Centralisation of services for gynaecological cancer - The Cochrane Library
Authors' conclusions
We found
low quality, but consistent evidence to suggest that women with
gynaecological cancer who received treatment in specialised centres had
longer survival than those managed elsewhere. The evidence was stronger
for ovarian cancer than for other gynaecological cancers.
Further
studies of survival are needed, with more robust designs than
retrospective observational studies. Research should also assess the
quality of life associated with centralisation of gynaecological cancer
care.
Most of the available evidence addresses ovarian cancer in
developed countries; future studies should be extended to other
gynaecological cancers within different healthcare systems.
Plain language summary
Gynaecological cancers
are cancers affecting the ovaries, uterus, cervix, vulva, and vagina.

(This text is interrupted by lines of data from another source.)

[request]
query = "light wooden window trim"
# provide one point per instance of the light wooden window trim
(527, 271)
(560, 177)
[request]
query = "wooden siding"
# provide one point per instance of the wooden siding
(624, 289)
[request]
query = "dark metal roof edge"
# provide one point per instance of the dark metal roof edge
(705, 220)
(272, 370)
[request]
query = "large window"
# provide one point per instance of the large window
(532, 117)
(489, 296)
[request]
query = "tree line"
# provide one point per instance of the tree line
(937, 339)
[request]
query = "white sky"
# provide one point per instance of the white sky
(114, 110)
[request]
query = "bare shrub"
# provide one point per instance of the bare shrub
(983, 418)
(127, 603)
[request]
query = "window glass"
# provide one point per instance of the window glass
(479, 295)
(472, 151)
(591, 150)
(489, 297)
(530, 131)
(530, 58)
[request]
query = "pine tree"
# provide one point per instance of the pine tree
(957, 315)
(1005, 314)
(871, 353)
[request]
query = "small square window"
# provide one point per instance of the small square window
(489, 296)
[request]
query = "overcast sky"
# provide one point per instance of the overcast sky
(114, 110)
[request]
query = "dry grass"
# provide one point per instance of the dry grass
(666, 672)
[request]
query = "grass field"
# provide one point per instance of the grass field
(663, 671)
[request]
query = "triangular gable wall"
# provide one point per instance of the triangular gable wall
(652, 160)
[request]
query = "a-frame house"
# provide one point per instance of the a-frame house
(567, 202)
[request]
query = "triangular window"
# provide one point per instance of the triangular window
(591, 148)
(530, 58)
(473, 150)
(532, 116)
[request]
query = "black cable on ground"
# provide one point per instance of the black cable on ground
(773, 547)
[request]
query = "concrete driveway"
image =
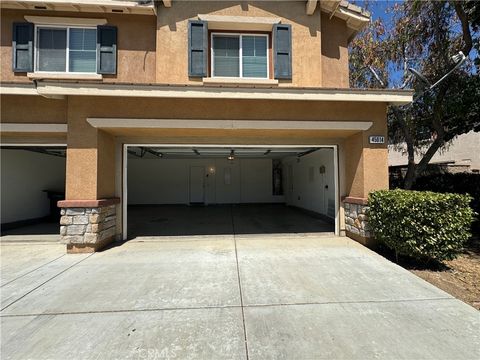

They are the second most common cancers among women, after breast
cancer.
It is often suggested that outcomes are improved by centralising
care within highly specialised services that include expert surgeons,
radiologists, pathologists, oncologists who specialise in chemotherapy
and radiotherapy, specialist nurses and other health professionals.
However, consensus is lacking on whether centralisation of care for
gynaecological cancer helps patients to live longer.
This review
investigated this issue by comparing the survival of women diagnosed
with gynaecological cancer who received care from specialised and
unspecialised centres.
We used a set of tests to ensure that the
evidence the five studies identified reached the quality standard for
our analysis.The analysis of three studies combined (meta-analysis),
assessing over
9000 women, suggested that institutions with gynaecologic
oncologists (specialists in the field of gynaecological cancer
treatment) on site may prolong the lives of women with ovarian cancer
compared to community or general hospitals. Similarly, another
meta-analysis of three studies which assessed well over
50,000 women,
found evidence to suggest that teaching centres or
regional cancer
centres (specialised centres)
(Blogger's Note: do the specialized/regional centre have gynecologic oncologists/clinical trial access....) may prolong the lives of women with
gynaecological cancer compared to
community or general hospitals. The
largest study in this meta-analysis assessed all gynaecological cancers
in
48,981 women, so it had major influence on the final result; this
means that our findings are likely to be relevant to other
gynaecological cancers, besides ovarian cancer.
Overall, the
findings
suggest that centralisation of care may prolong the lives of
women with gynaecological cancer, and in particular ovarian cancer.
However, the results should be interpreted with caution as all of the
studies included in the review could be
biased. For example, it is
possible that the patients who were treated in specialised centres were
less ill to begin with. Another weakness of the review is that only one
of the studies included women with gynaecological cancers other than
ovarian cancer.
(Blogger's opinion: any studies of this nature should differentiate and isolate/categorize the gynecologic cancers as treatments, side effects, survival rates, genetics....vary greatly)
Ideally, further studies in this area are
needed. New studies should be designed to avoid the possibility of bias
due to the treatment of women at specialist and non-specialist centres
being systematically different.
Additionally, studies should assess the
impact of centralisation of care on the quality of life of patients.
Most
of the available evidence was about ovarian cancer in developed
countries; future studies should be extended to other gynaecological
cancers and to less developed countries.